Recommended Nginx shape:

location /protected {
    proxy_pass http://127.0.0.1:8080;

    ssl_verify_client on;
    ssl_client_certificate /etc/nginx/client-ca.crt;

    proxy_set_header X-MTLS-CERT $ssl_client_escaped_cert;
    proxy_set_header X-MTLS-VERIFY $ssl_client_verify;
    proxy_set_header X-Real-IP $remote_addr;
}

Only trust these headers from infrastructure you control. Do not expose the FastAPI application directly to the public network while accepting client certificate identity from headers.

The client IP used for per-certificate allowlists is taken from X-Real-IP first, falling back to the rightmost entry of X-Forwarded-For. Configure your proxy to set X-Real-IP from the connection peer (as in the snippet above) so a client cannot spoof its source address through a forged X-Forwarded-For header. When X-MTLS-VERIFY is present it must carry a success value (SUCCESS, OK, 1, or TRUE, case-insensitive); a present-but-failed value is rejected even without require_verify_header=True.

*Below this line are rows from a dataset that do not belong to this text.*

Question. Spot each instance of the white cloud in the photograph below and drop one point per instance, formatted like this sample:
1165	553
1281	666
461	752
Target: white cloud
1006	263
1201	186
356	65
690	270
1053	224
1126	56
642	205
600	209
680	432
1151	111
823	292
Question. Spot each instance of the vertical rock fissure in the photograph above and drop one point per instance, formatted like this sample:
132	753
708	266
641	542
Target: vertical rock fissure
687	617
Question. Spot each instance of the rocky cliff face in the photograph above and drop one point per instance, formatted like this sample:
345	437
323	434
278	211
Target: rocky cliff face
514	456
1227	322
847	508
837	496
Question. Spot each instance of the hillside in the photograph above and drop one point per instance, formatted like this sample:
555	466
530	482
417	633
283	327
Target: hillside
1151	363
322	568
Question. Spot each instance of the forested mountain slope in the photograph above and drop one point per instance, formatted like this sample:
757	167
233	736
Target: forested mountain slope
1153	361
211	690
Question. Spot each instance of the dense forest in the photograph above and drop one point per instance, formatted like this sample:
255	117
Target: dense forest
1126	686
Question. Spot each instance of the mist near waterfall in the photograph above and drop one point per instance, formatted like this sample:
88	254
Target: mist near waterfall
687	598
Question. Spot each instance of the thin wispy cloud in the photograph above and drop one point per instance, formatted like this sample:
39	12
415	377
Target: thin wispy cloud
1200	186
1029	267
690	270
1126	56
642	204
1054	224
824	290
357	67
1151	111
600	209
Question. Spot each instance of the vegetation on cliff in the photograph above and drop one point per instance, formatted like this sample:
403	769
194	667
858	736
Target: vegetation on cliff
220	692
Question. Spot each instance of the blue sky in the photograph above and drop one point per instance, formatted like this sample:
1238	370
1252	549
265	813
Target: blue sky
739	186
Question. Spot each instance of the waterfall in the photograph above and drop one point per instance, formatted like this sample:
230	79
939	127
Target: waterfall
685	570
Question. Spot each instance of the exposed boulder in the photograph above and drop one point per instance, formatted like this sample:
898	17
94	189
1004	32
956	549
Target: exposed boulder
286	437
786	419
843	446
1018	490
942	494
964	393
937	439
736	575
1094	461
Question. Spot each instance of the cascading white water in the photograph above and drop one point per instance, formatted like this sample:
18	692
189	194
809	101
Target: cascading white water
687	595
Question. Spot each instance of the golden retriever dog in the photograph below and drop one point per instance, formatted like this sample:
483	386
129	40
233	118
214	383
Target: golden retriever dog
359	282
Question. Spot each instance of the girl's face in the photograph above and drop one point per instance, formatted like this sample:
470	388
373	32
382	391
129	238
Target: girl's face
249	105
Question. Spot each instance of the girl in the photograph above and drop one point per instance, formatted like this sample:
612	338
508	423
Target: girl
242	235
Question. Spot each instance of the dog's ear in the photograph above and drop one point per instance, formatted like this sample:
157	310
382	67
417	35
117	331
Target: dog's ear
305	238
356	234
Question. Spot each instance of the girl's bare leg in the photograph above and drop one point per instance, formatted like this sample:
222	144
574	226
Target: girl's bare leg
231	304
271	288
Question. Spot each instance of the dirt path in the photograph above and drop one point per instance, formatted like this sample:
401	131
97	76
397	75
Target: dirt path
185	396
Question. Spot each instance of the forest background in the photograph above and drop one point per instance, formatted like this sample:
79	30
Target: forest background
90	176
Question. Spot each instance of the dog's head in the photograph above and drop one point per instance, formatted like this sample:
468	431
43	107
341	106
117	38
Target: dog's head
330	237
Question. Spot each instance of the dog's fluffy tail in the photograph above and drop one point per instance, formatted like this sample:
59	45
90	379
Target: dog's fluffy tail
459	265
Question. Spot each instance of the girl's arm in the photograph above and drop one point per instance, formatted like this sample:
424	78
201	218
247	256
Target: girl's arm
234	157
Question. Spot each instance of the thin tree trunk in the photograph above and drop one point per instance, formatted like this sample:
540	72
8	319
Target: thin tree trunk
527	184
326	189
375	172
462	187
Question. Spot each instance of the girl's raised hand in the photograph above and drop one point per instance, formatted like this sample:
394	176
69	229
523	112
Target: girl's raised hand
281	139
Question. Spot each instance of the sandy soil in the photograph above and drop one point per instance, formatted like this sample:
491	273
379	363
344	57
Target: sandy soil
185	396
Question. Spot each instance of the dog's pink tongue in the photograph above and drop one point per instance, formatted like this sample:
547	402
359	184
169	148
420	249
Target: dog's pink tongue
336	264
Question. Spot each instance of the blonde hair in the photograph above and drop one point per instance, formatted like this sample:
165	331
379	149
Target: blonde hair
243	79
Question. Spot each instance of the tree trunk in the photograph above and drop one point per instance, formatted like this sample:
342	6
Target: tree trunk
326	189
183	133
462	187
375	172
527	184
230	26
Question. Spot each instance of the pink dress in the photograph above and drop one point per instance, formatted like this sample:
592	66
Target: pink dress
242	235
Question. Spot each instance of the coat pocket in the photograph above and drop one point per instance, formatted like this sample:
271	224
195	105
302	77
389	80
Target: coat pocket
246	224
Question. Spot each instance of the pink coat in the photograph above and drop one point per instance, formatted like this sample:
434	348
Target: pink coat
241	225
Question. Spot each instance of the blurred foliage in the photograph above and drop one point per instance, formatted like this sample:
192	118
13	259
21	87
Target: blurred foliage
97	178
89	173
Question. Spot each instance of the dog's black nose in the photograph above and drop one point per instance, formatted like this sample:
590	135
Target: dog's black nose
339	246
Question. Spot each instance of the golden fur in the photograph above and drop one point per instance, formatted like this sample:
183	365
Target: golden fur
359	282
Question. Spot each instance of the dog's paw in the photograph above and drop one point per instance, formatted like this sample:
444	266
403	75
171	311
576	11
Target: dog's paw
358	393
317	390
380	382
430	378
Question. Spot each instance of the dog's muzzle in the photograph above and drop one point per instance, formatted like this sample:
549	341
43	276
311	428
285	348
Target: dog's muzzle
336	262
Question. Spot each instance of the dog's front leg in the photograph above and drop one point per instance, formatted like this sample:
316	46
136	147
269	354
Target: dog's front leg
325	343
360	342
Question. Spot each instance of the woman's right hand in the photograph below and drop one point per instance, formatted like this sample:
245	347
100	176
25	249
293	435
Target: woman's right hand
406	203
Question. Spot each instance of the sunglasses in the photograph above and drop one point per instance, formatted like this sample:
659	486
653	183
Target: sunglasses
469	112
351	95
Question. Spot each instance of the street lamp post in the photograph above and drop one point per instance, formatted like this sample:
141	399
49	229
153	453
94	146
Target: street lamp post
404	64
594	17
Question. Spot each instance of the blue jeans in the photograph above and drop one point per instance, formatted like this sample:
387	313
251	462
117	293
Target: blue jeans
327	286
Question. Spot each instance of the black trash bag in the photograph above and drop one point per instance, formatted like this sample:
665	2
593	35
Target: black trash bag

Certificate Header Dependency

import sqlalchemy as sa
from cryptography import x509
from cryptography.hazmat.primitives import hashes
from fastapi import Depends, HTTPException

from fastapi_client_cert_auth import (
    Certificate,
    get_certificate_from_header_dependency,
)

get_certificate_from_header = get_certificate_from_header_dependency(
    require_verify_header=True,
)


async def current_certificate(
    certificate: x509.Certificate = Depends(get_certificate_from_header),
) -> Certificate:
    cn = certificate.subject.get_attributes_for_oid(x509.oid.NameOID.COMMON_NAME)[0].value
    fingerprint = certificate.fingerprint(hashes.SHA256()).hex()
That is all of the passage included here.